Hanum menutupi pipinya yang merah, terengah-engah, dan menatap Alvin dengan mata terbuka lebar.
"Aku ... kita benar-benar berciuman di depan Kakek? Ya Tuhan! Aku tidak akan memiliki muka untuk bertemu dengannya setelah ini! Ini, terlalu memalukan! Sebelum ini, kita berciuman di depan Arin sebelumnya, lalu berciuman di depan Kakek Mahendra, kalian dari keluarga Mahendra. Orang-orang pasti akan mengira aku menaklukkanmu dengan membuka mulutku!

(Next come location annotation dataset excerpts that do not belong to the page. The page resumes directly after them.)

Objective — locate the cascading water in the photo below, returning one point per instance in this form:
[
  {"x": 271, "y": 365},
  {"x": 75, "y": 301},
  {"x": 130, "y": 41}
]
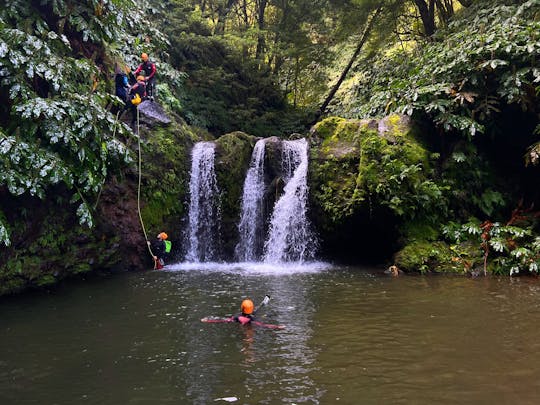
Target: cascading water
[
  {"x": 204, "y": 214},
  {"x": 290, "y": 237},
  {"x": 251, "y": 225}
]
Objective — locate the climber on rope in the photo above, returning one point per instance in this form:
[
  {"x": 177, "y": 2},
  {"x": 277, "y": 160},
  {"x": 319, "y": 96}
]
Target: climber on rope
[
  {"x": 136, "y": 94},
  {"x": 149, "y": 69},
  {"x": 162, "y": 249}
]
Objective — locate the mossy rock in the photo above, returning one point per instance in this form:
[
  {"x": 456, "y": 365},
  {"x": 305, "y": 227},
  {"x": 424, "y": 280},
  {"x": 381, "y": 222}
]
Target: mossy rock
[
  {"x": 438, "y": 257},
  {"x": 353, "y": 161}
]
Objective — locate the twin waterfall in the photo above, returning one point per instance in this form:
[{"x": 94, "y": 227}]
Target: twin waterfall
[{"x": 283, "y": 236}]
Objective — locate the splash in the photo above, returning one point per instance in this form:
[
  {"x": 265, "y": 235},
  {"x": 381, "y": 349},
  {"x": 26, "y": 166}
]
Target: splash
[
  {"x": 251, "y": 225},
  {"x": 290, "y": 237},
  {"x": 204, "y": 214}
]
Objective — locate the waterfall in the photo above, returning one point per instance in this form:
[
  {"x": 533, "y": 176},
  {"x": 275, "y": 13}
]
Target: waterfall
[
  {"x": 204, "y": 214},
  {"x": 290, "y": 237},
  {"x": 251, "y": 225}
]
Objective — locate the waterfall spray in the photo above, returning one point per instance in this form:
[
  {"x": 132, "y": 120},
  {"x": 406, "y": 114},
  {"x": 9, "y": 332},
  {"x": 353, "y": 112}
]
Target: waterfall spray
[
  {"x": 204, "y": 213},
  {"x": 290, "y": 237},
  {"x": 251, "y": 225}
]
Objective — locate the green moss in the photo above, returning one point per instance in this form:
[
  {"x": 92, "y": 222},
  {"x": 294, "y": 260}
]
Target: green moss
[
  {"x": 233, "y": 154},
  {"x": 427, "y": 256}
]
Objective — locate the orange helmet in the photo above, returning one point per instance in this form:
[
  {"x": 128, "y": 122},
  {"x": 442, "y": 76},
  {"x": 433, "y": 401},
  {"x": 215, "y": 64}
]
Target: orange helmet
[{"x": 247, "y": 306}]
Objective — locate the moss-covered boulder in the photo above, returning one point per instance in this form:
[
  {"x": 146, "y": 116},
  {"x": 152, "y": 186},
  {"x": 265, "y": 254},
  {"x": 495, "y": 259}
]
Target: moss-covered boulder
[
  {"x": 368, "y": 177},
  {"x": 49, "y": 244},
  {"x": 438, "y": 257}
]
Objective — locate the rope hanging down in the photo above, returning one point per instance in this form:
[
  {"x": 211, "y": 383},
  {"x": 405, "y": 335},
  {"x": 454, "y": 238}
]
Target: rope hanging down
[{"x": 139, "y": 188}]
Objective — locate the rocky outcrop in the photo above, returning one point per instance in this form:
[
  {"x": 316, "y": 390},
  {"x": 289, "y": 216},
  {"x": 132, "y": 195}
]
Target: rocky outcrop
[{"x": 359, "y": 180}]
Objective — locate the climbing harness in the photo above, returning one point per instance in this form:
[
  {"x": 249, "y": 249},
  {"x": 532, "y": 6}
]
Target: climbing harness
[{"x": 139, "y": 188}]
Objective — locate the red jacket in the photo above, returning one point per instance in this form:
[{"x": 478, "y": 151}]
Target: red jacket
[{"x": 149, "y": 69}]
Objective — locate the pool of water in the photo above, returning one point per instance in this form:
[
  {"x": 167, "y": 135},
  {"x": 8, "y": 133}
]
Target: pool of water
[{"x": 351, "y": 336}]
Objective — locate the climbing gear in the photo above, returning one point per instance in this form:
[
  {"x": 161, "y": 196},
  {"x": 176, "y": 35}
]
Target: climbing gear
[
  {"x": 139, "y": 192},
  {"x": 247, "y": 307},
  {"x": 136, "y": 100}
]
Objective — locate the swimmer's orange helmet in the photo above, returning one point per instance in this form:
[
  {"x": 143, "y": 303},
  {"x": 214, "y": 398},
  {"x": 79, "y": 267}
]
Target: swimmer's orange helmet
[{"x": 247, "y": 307}]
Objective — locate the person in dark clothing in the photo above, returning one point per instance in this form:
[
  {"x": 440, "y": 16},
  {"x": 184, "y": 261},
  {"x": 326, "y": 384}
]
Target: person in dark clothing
[
  {"x": 161, "y": 249},
  {"x": 149, "y": 69},
  {"x": 136, "y": 94},
  {"x": 247, "y": 314}
]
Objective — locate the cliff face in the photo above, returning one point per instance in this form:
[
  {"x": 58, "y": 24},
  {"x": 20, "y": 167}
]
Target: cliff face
[{"x": 361, "y": 175}]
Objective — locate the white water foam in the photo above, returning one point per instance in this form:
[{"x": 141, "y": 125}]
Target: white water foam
[
  {"x": 290, "y": 237},
  {"x": 252, "y": 267},
  {"x": 204, "y": 213}
]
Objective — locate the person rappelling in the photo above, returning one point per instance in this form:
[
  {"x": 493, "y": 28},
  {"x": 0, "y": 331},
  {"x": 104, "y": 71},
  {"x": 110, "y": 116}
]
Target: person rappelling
[
  {"x": 149, "y": 69},
  {"x": 246, "y": 316},
  {"x": 162, "y": 249},
  {"x": 136, "y": 94}
]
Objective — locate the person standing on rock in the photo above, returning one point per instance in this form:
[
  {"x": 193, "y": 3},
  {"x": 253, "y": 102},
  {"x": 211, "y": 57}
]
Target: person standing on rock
[
  {"x": 149, "y": 69},
  {"x": 162, "y": 249},
  {"x": 137, "y": 93}
]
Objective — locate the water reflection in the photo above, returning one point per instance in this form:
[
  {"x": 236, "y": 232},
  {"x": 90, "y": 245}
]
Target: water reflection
[
  {"x": 351, "y": 337},
  {"x": 269, "y": 366}
]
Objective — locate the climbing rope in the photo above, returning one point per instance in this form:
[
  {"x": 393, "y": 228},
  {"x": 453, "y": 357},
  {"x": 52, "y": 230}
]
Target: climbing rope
[{"x": 139, "y": 188}]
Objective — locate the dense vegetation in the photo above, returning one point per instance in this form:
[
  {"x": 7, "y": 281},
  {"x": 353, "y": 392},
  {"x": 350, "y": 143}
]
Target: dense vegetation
[{"x": 465, "y": 72}]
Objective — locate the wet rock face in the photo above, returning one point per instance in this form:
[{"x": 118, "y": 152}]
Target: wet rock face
[{"x": 352, "y": 164}]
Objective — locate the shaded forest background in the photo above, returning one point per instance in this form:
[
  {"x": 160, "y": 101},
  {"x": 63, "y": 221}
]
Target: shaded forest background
[{"x": 466, "y": 72}]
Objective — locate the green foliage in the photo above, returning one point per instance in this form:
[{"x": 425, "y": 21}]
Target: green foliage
[
  {"x": 510, "y": 249},
  {"x": 424, "y": 257}
]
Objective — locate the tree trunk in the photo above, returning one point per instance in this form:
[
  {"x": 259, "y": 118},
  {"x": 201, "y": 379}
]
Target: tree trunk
[
  {"x": 427, "y": 14},
  {"x": 363, "y": 39},
  {"x": 223, "y": 12},
  {"x": 261, "y": 9}
]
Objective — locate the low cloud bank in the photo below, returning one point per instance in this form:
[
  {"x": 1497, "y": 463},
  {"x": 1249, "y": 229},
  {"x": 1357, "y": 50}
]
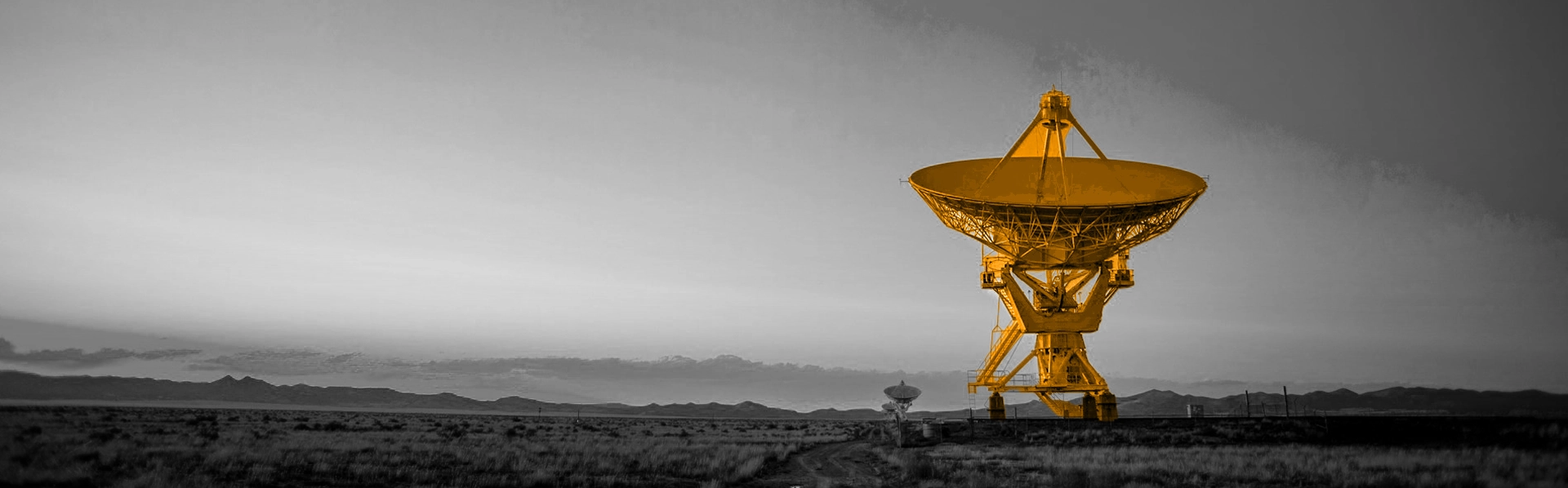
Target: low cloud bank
[{"x": 76, "y": 358}]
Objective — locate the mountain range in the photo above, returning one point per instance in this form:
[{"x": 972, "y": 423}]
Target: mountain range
[{"x": 1156, "y": 402}]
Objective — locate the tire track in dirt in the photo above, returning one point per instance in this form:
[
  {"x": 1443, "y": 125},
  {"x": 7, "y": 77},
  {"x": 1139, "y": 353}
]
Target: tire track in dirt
[{"x": 849, "y": 464}]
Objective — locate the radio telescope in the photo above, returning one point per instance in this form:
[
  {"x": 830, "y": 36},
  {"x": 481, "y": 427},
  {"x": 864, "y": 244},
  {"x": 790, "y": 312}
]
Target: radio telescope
[
  {"x": 1056, "y": 224},
  {"x": 902, "y": 396}
]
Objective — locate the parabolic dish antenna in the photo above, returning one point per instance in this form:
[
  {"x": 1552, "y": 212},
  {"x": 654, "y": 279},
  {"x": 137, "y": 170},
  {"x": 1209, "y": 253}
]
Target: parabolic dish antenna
[
  {"x": 902, "y": 394},
  {"x": 1056, "y": 224}
]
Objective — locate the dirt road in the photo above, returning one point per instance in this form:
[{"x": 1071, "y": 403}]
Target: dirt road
[{"x": 830, "y": 465}]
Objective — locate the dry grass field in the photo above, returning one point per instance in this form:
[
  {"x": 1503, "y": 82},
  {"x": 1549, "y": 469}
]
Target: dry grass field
[
  {"x": 1288, "y": 465},
  {"x": 96, "y": 446},
  {"x": 78, "y": 446}
]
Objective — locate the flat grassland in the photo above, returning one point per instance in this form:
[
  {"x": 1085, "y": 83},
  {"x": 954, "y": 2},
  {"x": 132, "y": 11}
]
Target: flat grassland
[
  {"x": 110, "y": 446},
  {"x": 96, "y": 446}
]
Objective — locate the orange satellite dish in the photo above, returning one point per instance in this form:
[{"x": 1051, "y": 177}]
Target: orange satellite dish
[{"x": 1056, "y": 224}]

Atau mengira aku terlalu lapar dan menciummu dengan paksa? Ahhhhhh, ini gila!" Alvin memandang rubah kecilnya dengan bulunya meledak, dan sudut mulutnya tersenyum.
"Kamu benar-benar menaklukkanku dengan mulutmu. Mulut ini bisa mengucapkan kata-kata manis, membujukku melakukan segalanya untukmu, dan menggodaku untuk meningkatkan minat, dan yang lebih penting, mulut ini bisa membuat orang bernafsu. Mati ..."
"Diam! Ini adalah aula leluhur!"
Hanum bergegas menutup mulut pria itu.